June 11 (Bloomberg) -- Thailand’s baht fell to an eight-month low and government bonds declined as foreign investors cut holdings of the nation’s assets amid speculation the Federal Reserve will rein in its monetary stimulus.
Global funds sold $143 million more Thai sovereign debt than they bought this month through yesterday and pulled a net $744 million from equities, official data show. The dollar advanced against most of Asian currencies today after Standard & Poor’s increased the U.S.’s AA+ credit-rating outlook to stable from negative yesterday. A U.S. jobs report released June 7 topped estimates, bolstering the case for a cut in the Fed’s $85 billion a month of debt buying.

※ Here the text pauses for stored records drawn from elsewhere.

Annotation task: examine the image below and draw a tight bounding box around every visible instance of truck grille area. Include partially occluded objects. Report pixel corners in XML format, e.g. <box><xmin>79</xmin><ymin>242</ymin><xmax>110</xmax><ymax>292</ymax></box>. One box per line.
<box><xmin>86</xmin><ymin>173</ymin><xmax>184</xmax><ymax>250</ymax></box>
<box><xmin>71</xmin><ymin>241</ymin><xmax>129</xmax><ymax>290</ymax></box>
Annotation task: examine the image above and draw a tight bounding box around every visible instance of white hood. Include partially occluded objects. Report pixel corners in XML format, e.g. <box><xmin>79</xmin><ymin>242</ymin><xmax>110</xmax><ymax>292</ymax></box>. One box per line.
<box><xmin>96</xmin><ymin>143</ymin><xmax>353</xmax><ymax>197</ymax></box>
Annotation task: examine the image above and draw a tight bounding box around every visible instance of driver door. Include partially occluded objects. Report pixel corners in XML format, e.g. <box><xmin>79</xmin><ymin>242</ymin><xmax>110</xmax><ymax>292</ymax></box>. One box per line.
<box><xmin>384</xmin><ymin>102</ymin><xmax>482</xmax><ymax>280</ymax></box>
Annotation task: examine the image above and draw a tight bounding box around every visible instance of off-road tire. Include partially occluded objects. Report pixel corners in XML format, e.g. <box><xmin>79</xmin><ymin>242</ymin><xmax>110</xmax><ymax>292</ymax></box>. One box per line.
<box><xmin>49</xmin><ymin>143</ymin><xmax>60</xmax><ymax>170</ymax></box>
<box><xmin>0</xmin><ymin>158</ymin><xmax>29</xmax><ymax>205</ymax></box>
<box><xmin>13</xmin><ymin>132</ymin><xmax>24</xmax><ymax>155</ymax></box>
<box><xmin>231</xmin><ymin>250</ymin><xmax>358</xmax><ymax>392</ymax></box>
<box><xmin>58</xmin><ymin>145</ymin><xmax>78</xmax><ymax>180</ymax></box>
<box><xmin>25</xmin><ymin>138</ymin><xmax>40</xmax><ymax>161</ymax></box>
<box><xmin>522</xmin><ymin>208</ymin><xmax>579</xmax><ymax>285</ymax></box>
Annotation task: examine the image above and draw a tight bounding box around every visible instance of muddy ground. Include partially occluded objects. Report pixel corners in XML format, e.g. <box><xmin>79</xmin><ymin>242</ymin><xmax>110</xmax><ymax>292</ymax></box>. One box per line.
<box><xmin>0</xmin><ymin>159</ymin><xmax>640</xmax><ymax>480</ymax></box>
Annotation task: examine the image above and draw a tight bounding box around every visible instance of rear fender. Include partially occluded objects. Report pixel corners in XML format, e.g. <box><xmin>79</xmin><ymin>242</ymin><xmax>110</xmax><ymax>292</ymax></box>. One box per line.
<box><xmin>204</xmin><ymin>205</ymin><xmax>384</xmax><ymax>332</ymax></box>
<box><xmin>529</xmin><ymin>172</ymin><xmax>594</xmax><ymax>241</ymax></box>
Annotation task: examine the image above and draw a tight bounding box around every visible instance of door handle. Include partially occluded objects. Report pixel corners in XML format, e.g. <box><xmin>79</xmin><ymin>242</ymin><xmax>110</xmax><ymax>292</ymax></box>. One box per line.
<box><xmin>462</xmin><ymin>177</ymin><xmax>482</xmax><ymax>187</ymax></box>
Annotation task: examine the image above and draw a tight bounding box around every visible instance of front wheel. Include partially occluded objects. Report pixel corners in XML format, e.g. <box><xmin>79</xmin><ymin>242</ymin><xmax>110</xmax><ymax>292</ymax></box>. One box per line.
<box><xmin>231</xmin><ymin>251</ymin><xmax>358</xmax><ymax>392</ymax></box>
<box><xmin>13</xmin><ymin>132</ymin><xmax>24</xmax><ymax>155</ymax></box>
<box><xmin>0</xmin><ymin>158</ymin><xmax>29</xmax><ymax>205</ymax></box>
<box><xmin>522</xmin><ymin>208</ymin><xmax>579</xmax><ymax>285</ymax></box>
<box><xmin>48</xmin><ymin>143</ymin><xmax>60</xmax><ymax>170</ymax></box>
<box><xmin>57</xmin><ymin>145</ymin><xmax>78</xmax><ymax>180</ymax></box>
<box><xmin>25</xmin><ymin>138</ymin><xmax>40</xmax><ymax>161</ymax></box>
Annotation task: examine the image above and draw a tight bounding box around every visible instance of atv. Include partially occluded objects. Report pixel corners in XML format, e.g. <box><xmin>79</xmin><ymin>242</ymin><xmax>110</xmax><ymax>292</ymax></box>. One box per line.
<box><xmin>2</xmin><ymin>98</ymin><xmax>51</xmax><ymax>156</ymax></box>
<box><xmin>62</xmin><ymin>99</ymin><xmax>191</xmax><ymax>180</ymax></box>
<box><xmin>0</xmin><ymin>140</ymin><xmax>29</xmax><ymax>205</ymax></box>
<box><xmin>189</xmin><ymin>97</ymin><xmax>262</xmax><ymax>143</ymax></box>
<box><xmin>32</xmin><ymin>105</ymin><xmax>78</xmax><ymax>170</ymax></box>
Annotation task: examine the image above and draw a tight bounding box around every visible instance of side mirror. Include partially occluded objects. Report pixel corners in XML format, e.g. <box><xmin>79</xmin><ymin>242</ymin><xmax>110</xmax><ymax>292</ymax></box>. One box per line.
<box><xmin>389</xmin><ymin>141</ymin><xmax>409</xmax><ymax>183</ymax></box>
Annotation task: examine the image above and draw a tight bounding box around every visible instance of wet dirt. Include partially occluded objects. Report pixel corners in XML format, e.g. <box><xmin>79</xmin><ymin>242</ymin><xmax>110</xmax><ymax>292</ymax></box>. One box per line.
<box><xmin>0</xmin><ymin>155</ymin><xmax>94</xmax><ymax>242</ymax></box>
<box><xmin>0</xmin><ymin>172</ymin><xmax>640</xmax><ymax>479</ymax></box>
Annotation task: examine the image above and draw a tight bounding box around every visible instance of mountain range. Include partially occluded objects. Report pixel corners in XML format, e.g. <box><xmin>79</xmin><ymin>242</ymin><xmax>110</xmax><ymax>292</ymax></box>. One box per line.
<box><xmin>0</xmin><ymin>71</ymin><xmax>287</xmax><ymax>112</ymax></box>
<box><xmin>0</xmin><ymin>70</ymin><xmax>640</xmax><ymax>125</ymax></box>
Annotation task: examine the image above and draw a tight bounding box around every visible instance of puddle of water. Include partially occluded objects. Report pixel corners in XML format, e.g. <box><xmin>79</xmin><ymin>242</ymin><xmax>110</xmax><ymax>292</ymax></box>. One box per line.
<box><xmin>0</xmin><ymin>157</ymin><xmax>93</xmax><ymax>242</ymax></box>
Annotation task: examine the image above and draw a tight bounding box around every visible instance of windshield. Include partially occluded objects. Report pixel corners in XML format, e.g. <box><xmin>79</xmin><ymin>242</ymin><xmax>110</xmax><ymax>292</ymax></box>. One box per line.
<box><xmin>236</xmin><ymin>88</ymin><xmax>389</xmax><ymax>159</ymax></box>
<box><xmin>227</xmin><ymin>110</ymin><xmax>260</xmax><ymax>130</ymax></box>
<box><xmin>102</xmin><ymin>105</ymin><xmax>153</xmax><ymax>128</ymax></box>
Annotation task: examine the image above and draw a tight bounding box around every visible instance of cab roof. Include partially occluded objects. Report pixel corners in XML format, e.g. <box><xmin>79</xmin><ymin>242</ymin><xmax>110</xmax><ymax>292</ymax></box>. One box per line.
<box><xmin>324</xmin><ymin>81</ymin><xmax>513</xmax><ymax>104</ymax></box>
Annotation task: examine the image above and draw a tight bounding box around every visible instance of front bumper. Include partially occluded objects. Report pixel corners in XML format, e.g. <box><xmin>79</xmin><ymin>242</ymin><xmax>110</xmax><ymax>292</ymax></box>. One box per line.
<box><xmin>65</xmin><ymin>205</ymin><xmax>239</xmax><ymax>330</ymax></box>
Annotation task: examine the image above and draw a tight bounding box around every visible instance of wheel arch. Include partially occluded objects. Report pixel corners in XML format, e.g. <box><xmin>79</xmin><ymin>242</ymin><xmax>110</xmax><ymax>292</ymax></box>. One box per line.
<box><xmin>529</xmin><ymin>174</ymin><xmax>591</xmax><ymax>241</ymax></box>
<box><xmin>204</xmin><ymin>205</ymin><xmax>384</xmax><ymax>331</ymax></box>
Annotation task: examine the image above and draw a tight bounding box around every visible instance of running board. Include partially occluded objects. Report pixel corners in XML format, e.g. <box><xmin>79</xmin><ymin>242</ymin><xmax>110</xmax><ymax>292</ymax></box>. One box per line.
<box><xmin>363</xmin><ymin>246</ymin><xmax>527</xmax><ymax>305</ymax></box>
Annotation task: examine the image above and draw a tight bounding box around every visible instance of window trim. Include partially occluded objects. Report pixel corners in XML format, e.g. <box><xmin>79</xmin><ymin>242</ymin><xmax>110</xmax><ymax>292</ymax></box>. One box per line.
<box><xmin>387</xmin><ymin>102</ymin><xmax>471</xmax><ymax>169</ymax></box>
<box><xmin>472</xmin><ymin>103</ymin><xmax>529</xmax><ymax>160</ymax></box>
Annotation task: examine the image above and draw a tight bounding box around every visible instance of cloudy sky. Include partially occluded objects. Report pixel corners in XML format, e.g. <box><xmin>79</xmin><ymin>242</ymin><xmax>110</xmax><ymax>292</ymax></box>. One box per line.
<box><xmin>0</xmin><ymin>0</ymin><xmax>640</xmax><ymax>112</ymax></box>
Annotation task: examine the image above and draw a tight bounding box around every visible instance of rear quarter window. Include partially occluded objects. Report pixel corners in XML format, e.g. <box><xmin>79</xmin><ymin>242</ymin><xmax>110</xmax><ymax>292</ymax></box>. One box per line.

“Any signs of recovery in the U.S. lead to speculation of a reduction of easing, which raises concerns about fund outflows from Asia,” said Tsutomu Soma, manager of Rakuten Securities Inc.’s fixed-income business unit in Tokyo. “The dollar is broadly stronger against Asian currencies, supported by the S&P news.”
The baht fell 0.5 percent to 30.96 per dollar as of 3:14 p.m. in Bangkok and touched 30.99 earlier, the weakest level since Oct. 1, according to data compiled by Bloomberg. One-month implied volatility, a measure of expected moves in the exchange rate used to price options, climbed 10 basis points, or 0.10 percentage point, to 6.88 percent.
The yield on the 3.625 percent bonds due June 2023 rose six basis points to 3.78 percent, the highest level since September, data compiled by Bloomberg show.